The term “epigenetic” refers to stable modifications of the chromatin and DNA that do not alter the primary nucleotide sequence. The global epigenetic makeup of a cell is a powerful indicator of its developmental state and potential. We apply next generation sequencing technologies to study the epigenome in early development, stem cells and cancer.
We are developing and applying high-throughput bisulfite sequencing (HTBS) technologies for genome-wide (nucleotide resolution) DNA methylation analysis. To gain insights into the interaction and regulation of epigenetic modifications (histone modifications and DNA methylation) we use loss of function and gain of function systems.
Pluripotent stem cells have enormous potential for regenerative medicine, and provide a powerful tool for studies in developmental biology and pharmacology. Recent advances in transforming somatic cells directly into pluripotent (iPS) cells provide an attractive avenue for generating patient-specific stem cells. Our lab is identifying the epigenetic changes and components involved in reprogramming and maintaining cellular states.

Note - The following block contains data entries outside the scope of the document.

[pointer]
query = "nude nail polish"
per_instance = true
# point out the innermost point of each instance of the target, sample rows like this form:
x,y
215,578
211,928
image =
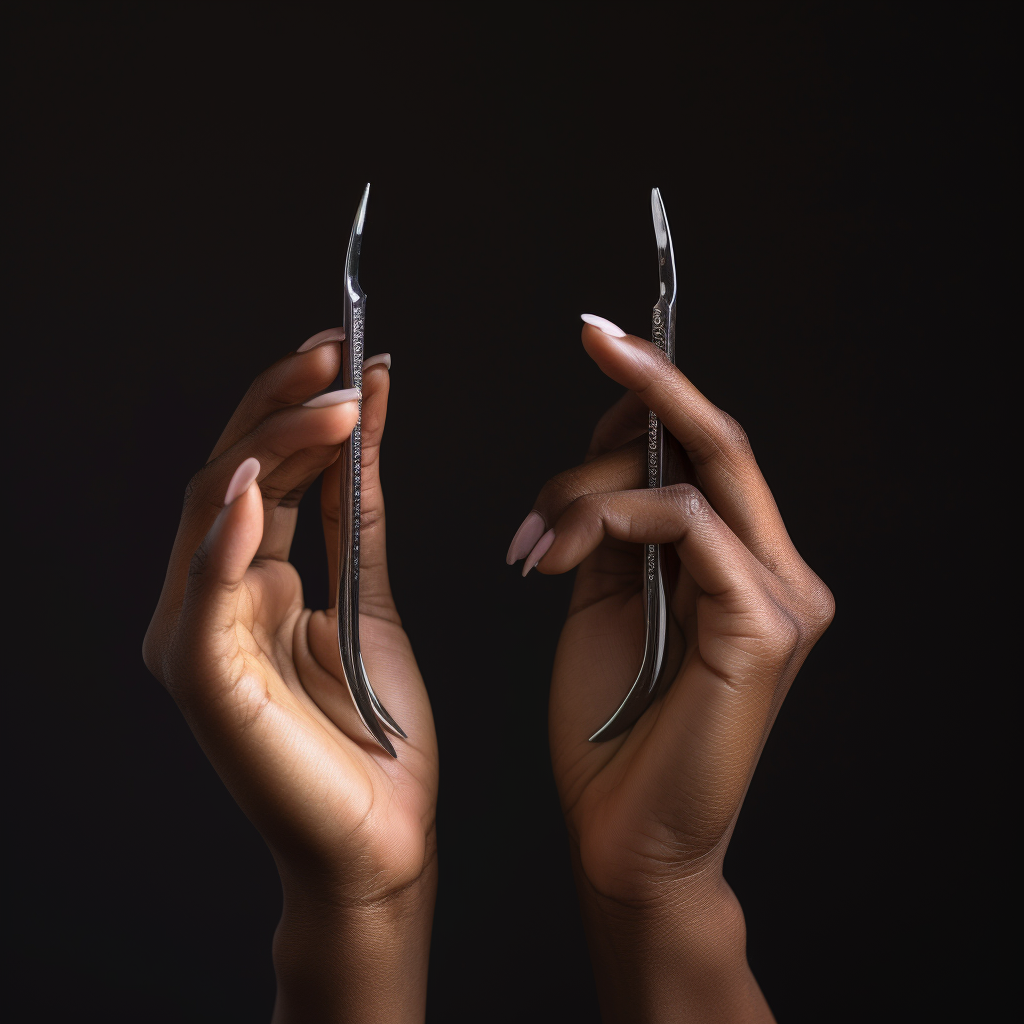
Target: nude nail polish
x,y
332,398
333,334
526,536
539,552
604,326
241,479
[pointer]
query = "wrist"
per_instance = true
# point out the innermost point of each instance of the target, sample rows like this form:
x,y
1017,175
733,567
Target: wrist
x,y
340,957
680,956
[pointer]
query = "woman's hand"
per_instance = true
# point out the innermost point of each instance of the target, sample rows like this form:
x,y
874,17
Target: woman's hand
x,y
259,679
650,812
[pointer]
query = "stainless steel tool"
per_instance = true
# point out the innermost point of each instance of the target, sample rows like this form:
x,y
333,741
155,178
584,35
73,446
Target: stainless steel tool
x,y
371,710
660,659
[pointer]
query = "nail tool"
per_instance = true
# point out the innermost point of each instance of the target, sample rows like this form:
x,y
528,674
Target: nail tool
x,y
660,659
367,702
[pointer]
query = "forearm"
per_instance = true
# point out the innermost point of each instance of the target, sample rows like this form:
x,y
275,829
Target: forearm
x,y
679,961
337,963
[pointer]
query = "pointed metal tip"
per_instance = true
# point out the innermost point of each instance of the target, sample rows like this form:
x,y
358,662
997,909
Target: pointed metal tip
x,y
660,220
360,213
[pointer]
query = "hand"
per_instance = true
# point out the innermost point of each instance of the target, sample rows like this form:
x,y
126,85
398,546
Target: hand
x,y
650,812
259,679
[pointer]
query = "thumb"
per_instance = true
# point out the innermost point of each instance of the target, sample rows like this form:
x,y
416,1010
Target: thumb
x,y
217,570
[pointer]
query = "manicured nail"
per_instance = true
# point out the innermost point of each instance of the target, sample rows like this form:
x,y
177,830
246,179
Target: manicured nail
x,y
333,398
525,537
602,325
539,552
334,334
244,475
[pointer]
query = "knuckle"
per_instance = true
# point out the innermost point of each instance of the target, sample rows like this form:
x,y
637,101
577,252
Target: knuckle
x,y
781,631
689,500
817,605
734,436
198,563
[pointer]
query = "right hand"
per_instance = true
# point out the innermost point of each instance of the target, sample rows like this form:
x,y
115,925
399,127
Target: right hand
x,y
258,676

Alexander Meissner completed his Ph.D. studies with Rudolf Jaenisch at the Whitehead Institute/MIT in 2002. He worked with Rudolf Jaenisch and Eric Lander before starting his own lab in HSCRB, and as an associate member of the Broad Institute, in 2008. In addition to his research in HSCRB, Meissner is Director and Head of the Department of Genome regulation at the Max Planck Institute for Molecular Genetics in Berlin, Germany.